La volante procedeva per la strada in direzione della periferia. La loro guida era estremamente veloce, nonostante discutessero come se niente fosse. Non rispettavano i semafori e azionavano la sirena ogni qual volta ritenessero opportuno mettere al corrente pedoni o automobilisti della loro fretta. Proseguirono in direzione dell’autostrada e la imboccarono. Io sentivo i muscoli delle mie spalle rigidi e con terrore guardai il paesaggio scorrere via dal finestrino. Dopo due ore, vicino allo svincolo con Bologna, cominciarono a rallentare fino a fermarsi ai limiti di un cavalcavia, dove la strada era bloccata da altri poliziotti, ma anche da guardie del fuoco e ambulanze. I due poliziotti scesero dall’auto e mi chiesero di seguirli. Ma cosa stava succedendo? Li seguii, muto e terrorizzato. Il cielo  sembrava così stupidamente nuvoloso. L’asfalto era troppo grigio. I due poliziotti mi accompagnarono oltre il blocco della polizia e mi indicarono un uomo che stava seduto a cavalcioni sulla protezione. Sotto di lui a centotrenta chilometri orari le automobili sull’A1. Ti vuole parlare, mi ha detto un poliziotto.

Chi?

Lui. Indicandomelo.

Mi incamminai finché non riconobbi Marco, là, mezzo a penzoloni, Marco il Vagabondo che viaggia su e giù per l’Italia.

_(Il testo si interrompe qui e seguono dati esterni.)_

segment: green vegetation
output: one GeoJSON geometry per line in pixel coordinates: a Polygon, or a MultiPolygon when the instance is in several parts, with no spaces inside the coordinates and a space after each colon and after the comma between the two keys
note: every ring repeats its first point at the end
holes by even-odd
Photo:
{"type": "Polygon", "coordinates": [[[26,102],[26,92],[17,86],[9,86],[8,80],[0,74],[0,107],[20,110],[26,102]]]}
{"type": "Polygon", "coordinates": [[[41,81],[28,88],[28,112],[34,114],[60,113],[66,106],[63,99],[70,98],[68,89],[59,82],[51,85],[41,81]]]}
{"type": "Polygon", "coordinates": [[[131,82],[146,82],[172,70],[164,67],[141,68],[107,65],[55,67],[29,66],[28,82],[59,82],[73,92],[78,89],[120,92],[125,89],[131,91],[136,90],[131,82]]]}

Marco, gli faccio, che fai Marco?

Lui mi sorrise sentendo la mia voce e riconoscendomi. Mi chiese se mi andava di sedermi accanto a lui. Mi issai sulla grata e una volta che mi sentii in una posizione di sicurezza gli chiesi che c’è che non va?

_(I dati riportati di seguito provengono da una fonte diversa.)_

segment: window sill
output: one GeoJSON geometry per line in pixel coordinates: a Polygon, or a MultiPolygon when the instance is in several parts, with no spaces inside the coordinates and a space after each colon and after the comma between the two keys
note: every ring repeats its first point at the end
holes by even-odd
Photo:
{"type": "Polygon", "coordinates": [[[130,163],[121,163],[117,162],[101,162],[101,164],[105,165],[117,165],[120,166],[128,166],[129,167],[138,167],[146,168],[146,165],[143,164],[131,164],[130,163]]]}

Nulla, mi fa lui, nulla di nulla, volevo solo contemplare con te la bellezza dell’autostrada prima di fare hop.

In che senso Hop.

Nel senso Hop e poi salti giù.

Marco, ma perché vuoi saltare giù.

Io non voglio saltare giù.

E allora chi farà Hop.

Marco mi osservò con uno sguardo pieno di desiderio. Sembrava come quando parlavamo di donne. Un lieve vento mattutino gli scompigliava i capelli lunghi e sporchi. Sotto di noi le automobili viaggiavano ignare verso qualsiasi posto.